Het nut van het hebben van een presumptieve test zonder snelle bevestigende tests beschikbaar te hebben, is vrij twijfelachtig omdat een positieve uitslag alleen maar verwarring kan scheppen. Een medische test op de spoedeisende hulp kan leiden tot slechte medische besluitvorming. Een forensische test kan ertoe leiden dat iemand in hechtenis wordt gehouden, in afwachting van een bevestigingstest, of in sommige rechtsgebieden kan zelfs een aanklacht worden ingediend op basis van een vermoedelijke uitslag.
De uitkomst van een vermoedelijke test zonder bevestigingstests gebruiken als bewijs om een verdachte in een drugszaak aan te klagen is een slechte praktijk. Wanneer er alleen informatie beschikbaar is over presumptieve testen, is er meestal geen deskundige beschikbaar om het resultaat op de juiste wijze te interpreteren.

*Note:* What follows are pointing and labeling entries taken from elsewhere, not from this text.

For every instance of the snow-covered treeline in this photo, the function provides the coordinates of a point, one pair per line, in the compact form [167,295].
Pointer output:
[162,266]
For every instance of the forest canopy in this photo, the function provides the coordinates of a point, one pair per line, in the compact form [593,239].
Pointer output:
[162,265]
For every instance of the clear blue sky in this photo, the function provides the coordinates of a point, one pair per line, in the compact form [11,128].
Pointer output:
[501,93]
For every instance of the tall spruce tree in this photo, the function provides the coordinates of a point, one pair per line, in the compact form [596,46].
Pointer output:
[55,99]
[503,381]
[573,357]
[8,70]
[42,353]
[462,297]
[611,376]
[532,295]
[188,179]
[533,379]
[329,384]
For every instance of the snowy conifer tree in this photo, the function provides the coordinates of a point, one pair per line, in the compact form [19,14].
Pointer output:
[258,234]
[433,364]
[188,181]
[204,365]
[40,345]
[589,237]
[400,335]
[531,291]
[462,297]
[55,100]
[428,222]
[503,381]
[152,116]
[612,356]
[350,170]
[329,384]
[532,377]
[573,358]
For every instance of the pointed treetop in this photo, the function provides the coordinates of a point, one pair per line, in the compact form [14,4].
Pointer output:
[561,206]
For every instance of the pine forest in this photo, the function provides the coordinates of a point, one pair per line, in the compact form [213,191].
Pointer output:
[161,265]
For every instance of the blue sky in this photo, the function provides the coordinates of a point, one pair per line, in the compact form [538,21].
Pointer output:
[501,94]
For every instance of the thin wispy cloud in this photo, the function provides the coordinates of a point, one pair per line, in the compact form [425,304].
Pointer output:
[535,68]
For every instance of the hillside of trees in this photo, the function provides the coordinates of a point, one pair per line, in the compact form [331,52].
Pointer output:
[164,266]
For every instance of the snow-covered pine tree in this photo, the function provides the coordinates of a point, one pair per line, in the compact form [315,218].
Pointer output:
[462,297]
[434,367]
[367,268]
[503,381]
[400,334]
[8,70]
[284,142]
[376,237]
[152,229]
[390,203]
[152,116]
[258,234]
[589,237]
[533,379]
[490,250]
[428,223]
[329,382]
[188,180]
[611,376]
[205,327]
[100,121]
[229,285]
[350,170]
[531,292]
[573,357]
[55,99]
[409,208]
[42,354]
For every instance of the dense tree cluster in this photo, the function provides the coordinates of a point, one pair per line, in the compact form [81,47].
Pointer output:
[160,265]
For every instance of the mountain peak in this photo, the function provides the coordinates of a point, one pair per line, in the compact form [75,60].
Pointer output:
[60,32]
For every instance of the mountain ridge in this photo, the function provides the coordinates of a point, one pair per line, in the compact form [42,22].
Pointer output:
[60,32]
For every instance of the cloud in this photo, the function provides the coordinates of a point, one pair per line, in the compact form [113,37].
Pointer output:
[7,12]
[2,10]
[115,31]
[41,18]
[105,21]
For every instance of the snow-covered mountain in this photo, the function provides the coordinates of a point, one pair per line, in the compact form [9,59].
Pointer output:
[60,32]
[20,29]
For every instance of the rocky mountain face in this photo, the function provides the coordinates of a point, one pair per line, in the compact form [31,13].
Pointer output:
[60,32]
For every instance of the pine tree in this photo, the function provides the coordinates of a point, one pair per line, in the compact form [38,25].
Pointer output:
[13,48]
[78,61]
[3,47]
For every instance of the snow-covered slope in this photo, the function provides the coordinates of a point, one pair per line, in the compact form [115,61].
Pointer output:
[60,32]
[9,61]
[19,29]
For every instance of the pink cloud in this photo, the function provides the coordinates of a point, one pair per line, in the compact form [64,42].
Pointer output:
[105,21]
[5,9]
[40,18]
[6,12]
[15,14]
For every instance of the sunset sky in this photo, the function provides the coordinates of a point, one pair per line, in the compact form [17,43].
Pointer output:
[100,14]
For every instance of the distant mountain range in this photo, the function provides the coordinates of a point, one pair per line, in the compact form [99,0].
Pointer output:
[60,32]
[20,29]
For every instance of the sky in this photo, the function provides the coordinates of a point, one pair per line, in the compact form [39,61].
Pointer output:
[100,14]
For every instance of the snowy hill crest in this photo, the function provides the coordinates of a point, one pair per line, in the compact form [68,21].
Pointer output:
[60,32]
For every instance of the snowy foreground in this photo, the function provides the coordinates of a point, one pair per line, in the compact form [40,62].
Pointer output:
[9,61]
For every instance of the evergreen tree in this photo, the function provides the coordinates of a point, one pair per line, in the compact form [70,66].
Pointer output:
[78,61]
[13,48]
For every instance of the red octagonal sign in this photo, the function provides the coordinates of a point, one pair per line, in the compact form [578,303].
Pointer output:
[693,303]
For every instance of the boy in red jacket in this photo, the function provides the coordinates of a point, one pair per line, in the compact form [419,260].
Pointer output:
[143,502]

Voorlopige tests zijn met opzet ontworpen als screeningtests en hebben een hoog percentage vals-positieve uitslagen. Voorspellende modellering laat zien dat wanneer een aandoening niet erg waarschijnlijk is, en er een hoge sensitiviteit maar een lage specificiteit is (zoals bij presumptieve tests), een positief resultaat in wezen zinloos is. Dit is meestal de situatie wanneer panels van tests worden uitgevoerd, wat geen goede praktijk is en een opzet voor het nemen van slechte beslissingen op basis van slechte informatie. Als een aandoening zeldzaam is en de test zeer specifiek en gevoelig is, zullen de meeste positieve resultaten nog steeds vals-positief zijn, maar deze informatie kan nog steeds nuttig zijn als de zeldzame aandoening zo belangrijk is dat we haar niet willen missen. Dit is de manier waarop sommige screeningtests voor ziekten worden ontworpen en gebruikt. Wanneer de verdenking op een aandoening groot is en een presumptieve test positief uitvalt, is de informatie uit de presumptieve test misschien niet veel beter dan de aanvankelijke verdenking en verhoogt zij de voorspelling niet veel. Dit zijn allemaal zaken die moeten worden overwogen alvorens beslissingen te nemen bij een positieve presumptieve testuitslag zonder bevestigende resultaten. Belangrijke beslissingen moeten in het algemeen worden uitgesteld totdat bevestigende testresultaten beschikbaar zijn.